Estaba sereno y mantenía las famélicas piernas entrelazadas; la figura perdida en el banco de madera; y la mirada, algo queda, batía el horizonte. Antiguos y modernos edificios constituían la plaza, antaño llamada de La Revolución, y adornada ahora, bajo el nombre de La Soledad, con embriagadores naranjos que anunciaban la inminente primavera, un sendero de arena gris y una fuente en cuyo centro una estatua donde un poeta, de pie sobre el filo de la baranda, parecía estar tomando de manera sempiterna nota en la libreta que sujetaba entre dedos cubiertos por escarcha, cómo caía el agua y cuan transparente era. Como si de un vate insigne nacido en el Siglo de las Luces se tratara, el pintor Ricardo Buenaventura llevaba puesto un sombrero de estilo tirolés color oliva y una gabardina marrón de pelo largo abrazaba su cuerpo consumido. Sacó del bolsillo una pipa de fumar y, tras rellenarla de tabaco con aroma de regaliz, prender la cazuela con una alargada cerilla y acariciar con suavidad la cánula, comenzó a fumar con parsimonia y un extraño deleite, como si estuviera cumpliendo una última voluntad, le embargó por completo. Miró el reloj. "Las ocho y quince de la mañana". Con premura, lo ocultó otra vez bajo la manga, se puso de pie y echó a caminar sorteando montañitas de barro, como cegado por la luz de la sombra.
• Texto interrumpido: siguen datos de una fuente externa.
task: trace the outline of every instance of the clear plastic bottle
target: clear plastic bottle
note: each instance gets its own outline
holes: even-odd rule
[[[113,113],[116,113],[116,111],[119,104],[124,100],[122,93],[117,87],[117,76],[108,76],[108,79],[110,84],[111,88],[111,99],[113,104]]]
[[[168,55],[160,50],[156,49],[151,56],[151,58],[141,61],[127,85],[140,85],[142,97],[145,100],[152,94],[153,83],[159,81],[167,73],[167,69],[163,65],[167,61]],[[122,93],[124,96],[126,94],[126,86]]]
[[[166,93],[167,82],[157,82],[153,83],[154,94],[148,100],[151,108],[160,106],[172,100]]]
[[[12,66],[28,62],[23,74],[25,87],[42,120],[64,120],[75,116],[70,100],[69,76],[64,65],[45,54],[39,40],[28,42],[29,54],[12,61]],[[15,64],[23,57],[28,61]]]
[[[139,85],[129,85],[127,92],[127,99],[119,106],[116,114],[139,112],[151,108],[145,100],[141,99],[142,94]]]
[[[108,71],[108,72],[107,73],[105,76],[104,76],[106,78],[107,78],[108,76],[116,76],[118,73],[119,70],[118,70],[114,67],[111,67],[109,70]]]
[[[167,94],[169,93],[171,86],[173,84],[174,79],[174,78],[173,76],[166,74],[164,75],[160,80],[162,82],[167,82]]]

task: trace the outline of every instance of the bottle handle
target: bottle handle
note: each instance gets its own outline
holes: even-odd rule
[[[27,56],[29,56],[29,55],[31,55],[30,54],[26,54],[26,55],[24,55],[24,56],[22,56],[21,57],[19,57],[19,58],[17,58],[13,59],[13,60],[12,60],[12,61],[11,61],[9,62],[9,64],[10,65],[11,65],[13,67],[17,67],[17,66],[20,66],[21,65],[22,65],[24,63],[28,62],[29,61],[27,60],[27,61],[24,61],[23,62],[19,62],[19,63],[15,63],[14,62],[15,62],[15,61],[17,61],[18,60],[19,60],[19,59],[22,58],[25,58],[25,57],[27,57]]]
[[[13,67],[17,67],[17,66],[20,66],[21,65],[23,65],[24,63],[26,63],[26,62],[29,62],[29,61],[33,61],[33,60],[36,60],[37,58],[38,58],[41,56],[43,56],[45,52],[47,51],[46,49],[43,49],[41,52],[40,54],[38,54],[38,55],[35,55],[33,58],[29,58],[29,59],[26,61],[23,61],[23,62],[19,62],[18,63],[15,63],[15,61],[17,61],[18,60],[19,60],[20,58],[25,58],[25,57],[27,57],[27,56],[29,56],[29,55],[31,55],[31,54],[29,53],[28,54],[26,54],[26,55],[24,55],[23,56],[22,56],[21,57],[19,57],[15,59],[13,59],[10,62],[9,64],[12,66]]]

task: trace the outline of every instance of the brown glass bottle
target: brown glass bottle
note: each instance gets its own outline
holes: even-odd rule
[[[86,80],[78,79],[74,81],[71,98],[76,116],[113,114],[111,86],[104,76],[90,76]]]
Segundos antes, viendo el humo salir de la madera, ascender sin remedio y difuminarse en el ambiente, se sorprendió, diciendo en alta voz: "La vida se desvanece. Humo somos, humo soy". Repitió las palabras, con idéntica musiquilla, estacionado en el caminito. En esta ocasión había movido también la cabeza, con brusquedad, y por tal motivo se descolgó, bajo el sombrero, un mechón cano que quedó acostado sobre la frente tostada.
Apuró el café, pagó y se pidió un güisqui. Los pájaros revoloteaban, frenando algunos el vuelo para, en el suelo, picotear cáscaras de pipas o corretear unos metros, mientras los últimos asistentes, la mayoría turistas japoneses o centroeuropeos que acudían instados por una agencia cultural, iban accediendo por la entrada Norte o por la ubicada en la zona Sur. Llegaban al lujoso hotel y se dirigían al salón principal, a la cafetería o a la sala de lecturas. Le pareció a Buenaventura que una pesada maquinaria, oculta en los confines, daba cuerda al mundo, y que unos dedos invisibles pero implacables movían a su antojo, como marionetas, a las personas que en él habitaban. Estiró el cuello, abrió los grandes ojos añiles e intentó, sin éxito, advertir a través de la descomunal cristalera la maquinaria y los dedos invisibles. Sabía que nada iba a encontrar. Y así sucedió. Leyó un rato y volvió a solicitar la presencia del camarero. "Otro güisqui". Pobres diablos entraban y salían del café, yendo y viniendo con los dolores a cuesta, la ilusión destrozada, la existencia rota y podrida hasta el tuétano. "Un país triste, una nación rota, un territorio cretino, una España hundida en el pozo", pensó el pintor quien, fiel a su costumbre, había ya garabateado alguna figurita en una blanca servilleta que luego, antes de marcharse y como siempre, haría hacer añicos a conciencia, sin piedad, dejando los retales perdidos como revoltosas cenizas en la vacía taza de café.